Tuesday, February 12, 2013

Double Chocolate Lovehandles

Have you ever had one of those days (okay, fine, months) when all you want to do is ravenously devour all forms of chocolate? Do you ever have those mornings  when you weigh yourself and swear off all food for the next seven days in order to get back down to your normal weight? Well, my friends, I have those months and mornings all the time. Everyday, in fact.

As you may have noticed by now, I simply adore chocolate... especially brownies. The problem with brownies, though, is that each batch only makes about 16 squares, thereby forcing you to consume a portion of cellulite-in-the-making that may be satisfying to the taste buds, but not to your pants, which barely even button when laying down on your bed, sucking in your stomach, by the way. That's why I was determined to make something that tasted like a brownie, but was only a portion of the size. A smaller portion, to be exact.

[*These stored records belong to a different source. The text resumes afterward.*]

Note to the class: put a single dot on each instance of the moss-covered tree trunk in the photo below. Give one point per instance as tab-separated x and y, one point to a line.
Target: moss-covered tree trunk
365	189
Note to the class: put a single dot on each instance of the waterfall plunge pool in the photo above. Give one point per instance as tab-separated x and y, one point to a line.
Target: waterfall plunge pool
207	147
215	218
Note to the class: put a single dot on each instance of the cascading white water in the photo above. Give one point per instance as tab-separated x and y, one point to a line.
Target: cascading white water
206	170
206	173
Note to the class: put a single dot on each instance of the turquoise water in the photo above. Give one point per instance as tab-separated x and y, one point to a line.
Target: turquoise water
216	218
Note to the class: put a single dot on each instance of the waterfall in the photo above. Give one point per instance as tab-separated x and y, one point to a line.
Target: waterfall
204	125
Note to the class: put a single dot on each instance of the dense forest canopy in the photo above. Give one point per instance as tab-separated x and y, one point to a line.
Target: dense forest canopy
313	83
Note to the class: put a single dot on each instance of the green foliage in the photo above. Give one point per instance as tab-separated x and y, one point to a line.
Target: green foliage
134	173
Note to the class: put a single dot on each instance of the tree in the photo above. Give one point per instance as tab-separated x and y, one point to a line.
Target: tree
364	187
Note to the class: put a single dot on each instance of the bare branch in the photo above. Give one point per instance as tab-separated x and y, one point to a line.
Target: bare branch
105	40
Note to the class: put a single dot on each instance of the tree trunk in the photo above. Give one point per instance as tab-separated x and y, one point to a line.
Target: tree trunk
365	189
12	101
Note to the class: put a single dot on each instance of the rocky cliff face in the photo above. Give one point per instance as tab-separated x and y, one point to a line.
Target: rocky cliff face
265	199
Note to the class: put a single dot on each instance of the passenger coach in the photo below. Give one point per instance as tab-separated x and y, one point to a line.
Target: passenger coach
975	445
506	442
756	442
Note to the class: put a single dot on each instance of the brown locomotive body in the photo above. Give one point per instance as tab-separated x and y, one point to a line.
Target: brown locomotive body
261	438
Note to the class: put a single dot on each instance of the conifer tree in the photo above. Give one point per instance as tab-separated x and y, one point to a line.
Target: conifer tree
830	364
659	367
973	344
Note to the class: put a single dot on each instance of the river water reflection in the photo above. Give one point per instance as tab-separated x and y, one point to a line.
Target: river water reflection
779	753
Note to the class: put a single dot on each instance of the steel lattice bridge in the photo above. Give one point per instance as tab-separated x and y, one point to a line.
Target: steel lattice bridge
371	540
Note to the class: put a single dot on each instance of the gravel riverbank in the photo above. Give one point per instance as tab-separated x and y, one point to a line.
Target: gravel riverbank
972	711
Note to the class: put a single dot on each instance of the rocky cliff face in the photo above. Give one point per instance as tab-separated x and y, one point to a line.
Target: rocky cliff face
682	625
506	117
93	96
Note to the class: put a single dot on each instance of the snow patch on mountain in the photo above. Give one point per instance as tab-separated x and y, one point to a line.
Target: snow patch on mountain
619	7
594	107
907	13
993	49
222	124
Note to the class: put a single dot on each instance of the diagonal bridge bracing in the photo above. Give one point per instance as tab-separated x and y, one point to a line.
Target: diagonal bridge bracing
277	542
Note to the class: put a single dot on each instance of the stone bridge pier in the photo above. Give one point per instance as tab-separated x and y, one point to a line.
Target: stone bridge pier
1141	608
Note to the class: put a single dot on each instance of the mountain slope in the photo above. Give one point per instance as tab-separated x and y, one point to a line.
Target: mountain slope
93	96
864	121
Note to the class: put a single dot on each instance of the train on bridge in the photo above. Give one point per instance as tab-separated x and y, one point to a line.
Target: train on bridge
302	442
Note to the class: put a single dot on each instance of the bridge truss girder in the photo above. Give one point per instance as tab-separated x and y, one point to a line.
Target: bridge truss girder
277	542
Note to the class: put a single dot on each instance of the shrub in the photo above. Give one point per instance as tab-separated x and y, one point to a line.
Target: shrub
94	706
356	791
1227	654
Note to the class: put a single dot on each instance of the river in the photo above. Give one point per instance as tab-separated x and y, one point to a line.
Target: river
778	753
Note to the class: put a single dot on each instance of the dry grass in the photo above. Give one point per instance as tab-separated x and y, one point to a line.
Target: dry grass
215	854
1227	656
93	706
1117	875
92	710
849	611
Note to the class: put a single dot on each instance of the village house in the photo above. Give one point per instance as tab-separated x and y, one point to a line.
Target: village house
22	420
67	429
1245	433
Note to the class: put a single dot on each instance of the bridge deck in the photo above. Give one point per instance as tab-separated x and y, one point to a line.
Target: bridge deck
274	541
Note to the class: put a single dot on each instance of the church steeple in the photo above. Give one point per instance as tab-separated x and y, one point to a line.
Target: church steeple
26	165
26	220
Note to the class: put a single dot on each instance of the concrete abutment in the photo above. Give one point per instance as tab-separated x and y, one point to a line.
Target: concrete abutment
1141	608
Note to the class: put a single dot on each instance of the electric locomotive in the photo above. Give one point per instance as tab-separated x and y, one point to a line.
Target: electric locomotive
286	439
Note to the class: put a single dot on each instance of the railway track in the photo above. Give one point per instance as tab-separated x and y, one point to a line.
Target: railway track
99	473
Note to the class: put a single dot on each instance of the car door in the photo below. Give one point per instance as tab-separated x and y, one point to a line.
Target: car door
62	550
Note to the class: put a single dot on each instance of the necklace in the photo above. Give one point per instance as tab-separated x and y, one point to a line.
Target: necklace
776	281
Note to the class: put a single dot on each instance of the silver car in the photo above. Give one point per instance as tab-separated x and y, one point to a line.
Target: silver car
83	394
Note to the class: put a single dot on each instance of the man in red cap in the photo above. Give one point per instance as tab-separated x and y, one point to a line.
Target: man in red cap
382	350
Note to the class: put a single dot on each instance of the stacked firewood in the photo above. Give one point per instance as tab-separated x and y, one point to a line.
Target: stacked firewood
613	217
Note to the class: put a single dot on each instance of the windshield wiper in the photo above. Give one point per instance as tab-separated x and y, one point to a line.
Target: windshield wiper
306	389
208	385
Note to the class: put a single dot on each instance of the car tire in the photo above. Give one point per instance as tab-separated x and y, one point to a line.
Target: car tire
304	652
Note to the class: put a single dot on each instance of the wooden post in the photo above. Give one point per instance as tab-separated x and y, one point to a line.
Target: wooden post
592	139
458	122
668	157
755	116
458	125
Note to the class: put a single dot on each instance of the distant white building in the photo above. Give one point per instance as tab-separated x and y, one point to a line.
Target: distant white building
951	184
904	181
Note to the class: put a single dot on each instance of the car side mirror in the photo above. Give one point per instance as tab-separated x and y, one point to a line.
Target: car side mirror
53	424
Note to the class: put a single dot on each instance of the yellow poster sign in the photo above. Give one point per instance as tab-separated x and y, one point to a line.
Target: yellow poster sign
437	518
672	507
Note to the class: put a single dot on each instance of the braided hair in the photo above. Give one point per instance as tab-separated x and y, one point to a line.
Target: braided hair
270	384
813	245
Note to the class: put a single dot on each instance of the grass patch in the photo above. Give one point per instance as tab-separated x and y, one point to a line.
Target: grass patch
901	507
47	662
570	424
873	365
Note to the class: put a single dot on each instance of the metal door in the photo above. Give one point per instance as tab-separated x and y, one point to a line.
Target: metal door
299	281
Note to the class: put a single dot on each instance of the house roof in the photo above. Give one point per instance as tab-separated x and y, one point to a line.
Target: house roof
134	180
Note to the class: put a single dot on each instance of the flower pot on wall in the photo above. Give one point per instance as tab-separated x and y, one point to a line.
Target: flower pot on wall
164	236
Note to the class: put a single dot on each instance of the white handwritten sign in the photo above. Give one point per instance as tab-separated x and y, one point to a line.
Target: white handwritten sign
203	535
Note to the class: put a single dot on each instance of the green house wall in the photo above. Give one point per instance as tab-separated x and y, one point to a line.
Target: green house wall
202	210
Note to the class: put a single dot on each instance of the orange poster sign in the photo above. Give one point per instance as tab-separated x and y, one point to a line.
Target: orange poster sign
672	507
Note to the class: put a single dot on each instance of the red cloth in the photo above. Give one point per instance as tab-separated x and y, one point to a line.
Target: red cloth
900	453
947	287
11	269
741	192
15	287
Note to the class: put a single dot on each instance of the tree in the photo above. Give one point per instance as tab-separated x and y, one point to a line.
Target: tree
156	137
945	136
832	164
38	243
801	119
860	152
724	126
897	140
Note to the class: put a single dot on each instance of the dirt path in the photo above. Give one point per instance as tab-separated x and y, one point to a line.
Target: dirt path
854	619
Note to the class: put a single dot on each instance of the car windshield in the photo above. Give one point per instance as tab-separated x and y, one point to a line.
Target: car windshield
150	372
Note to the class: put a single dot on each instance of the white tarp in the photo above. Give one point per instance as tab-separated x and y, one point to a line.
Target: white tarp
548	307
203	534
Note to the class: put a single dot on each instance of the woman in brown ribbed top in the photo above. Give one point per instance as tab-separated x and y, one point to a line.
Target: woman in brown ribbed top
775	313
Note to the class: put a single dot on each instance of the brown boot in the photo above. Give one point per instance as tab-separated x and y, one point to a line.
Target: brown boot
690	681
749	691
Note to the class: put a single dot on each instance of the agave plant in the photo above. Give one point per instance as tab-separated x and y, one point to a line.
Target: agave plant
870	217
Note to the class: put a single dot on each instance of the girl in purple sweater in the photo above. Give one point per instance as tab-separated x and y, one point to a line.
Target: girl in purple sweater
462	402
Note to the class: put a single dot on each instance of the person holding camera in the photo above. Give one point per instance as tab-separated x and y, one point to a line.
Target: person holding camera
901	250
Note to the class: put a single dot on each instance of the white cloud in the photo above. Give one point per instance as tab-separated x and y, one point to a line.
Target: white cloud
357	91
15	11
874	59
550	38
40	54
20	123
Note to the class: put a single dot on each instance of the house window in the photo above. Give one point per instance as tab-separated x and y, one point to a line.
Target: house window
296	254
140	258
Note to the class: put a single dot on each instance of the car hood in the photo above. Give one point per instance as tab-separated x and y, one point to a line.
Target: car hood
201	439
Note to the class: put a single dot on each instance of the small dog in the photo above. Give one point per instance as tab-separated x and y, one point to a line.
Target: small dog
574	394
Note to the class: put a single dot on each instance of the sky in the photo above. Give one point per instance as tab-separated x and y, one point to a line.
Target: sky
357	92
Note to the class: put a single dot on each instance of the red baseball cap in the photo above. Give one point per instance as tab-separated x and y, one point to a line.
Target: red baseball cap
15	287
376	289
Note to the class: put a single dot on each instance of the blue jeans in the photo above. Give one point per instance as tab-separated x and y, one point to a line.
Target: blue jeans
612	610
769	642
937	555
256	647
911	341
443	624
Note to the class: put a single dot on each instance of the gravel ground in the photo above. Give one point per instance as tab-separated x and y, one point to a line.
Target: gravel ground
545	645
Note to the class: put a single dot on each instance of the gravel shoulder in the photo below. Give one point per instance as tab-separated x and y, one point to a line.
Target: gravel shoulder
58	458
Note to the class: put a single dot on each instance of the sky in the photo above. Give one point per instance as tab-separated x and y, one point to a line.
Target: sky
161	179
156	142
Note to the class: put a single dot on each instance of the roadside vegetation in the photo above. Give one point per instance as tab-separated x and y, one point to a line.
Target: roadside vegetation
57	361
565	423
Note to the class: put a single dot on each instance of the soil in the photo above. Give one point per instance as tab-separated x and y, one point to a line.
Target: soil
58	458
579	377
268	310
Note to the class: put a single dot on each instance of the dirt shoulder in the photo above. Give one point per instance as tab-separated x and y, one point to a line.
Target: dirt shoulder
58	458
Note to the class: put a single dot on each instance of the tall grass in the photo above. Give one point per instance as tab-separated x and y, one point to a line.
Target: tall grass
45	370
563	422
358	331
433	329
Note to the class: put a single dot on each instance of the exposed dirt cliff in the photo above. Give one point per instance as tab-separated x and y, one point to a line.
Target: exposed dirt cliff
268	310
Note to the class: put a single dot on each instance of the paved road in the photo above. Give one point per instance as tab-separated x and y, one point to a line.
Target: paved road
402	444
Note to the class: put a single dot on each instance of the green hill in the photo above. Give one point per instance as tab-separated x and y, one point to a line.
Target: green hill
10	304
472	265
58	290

The brownie cookie. I won't tell you that I consumed fewer calories than I would have had I made real brownies, but I will tell you that every delicious bite was totally worth it. I basically subsisted off these and salty ghetto noodles during the recent snow storm, but ended giving away two dozen to my gracious neighbors who helped me to dig my car out from behind a five-foot snow bank. True story, my friends. It's a darn good thing I gave them away, too because after consuming over a dozen on my own, I was beginning to wonder if I had ANY self-control. I mean seriously-- what girl eats a dozen cookies when she has the ability to sip on an avocado smoothie before it rots in a non-working fridge? A single girl who doesn't have anyone to look sexy for, that's who.

I didn't take cookies because I forgot. So sorry to have inconvenienced you.

Anyway, let's go on, shall we? These cookies are really delicious, but really rich, so watch out now! I tried these when they were warm (against my better judgement because I'm not a fan of warm cookies), and thought they were icky. Once I let them solidify, though, I decided that they were as tasty as can be and definitely blog-worthy. So what are you waiting for? Make 'em!

One last thing... I should warn you that the dough is effing amazing. I actually reserved a container of raw dough for snacking on later. A wise decision.

2/3 cup unsalted butter
1 1/2 cups brown sugar
2 eggs
1 tsp vanilla
1 1/2 cups flour
1/3 cup cocoa powder
1/4 tsp baking soda
1/2 tsp salt
2 cups chocolate chips

1. Preheat oven to 375'.

2. In a large bowl, cream together the butter and brown sugar. Incorporate eggs and vanilla.

3. In another bowl, sift together flour, baking powder, salt, and baking soda.

4. Slowly add the dry ingredients to the wet. Add chocolate chips. Taste the dough. It's so delicious, right?

5. Drop by tablespoonfuls onto ungreased cookie sheets and bake for 10-12 minutes. I say 10-12, but mine definitely took 12 minutes.

6. Allow to cool slightly before moving to cooling racks. I always store my cookies in the fridge to extend their shelf life. It works amazingly well.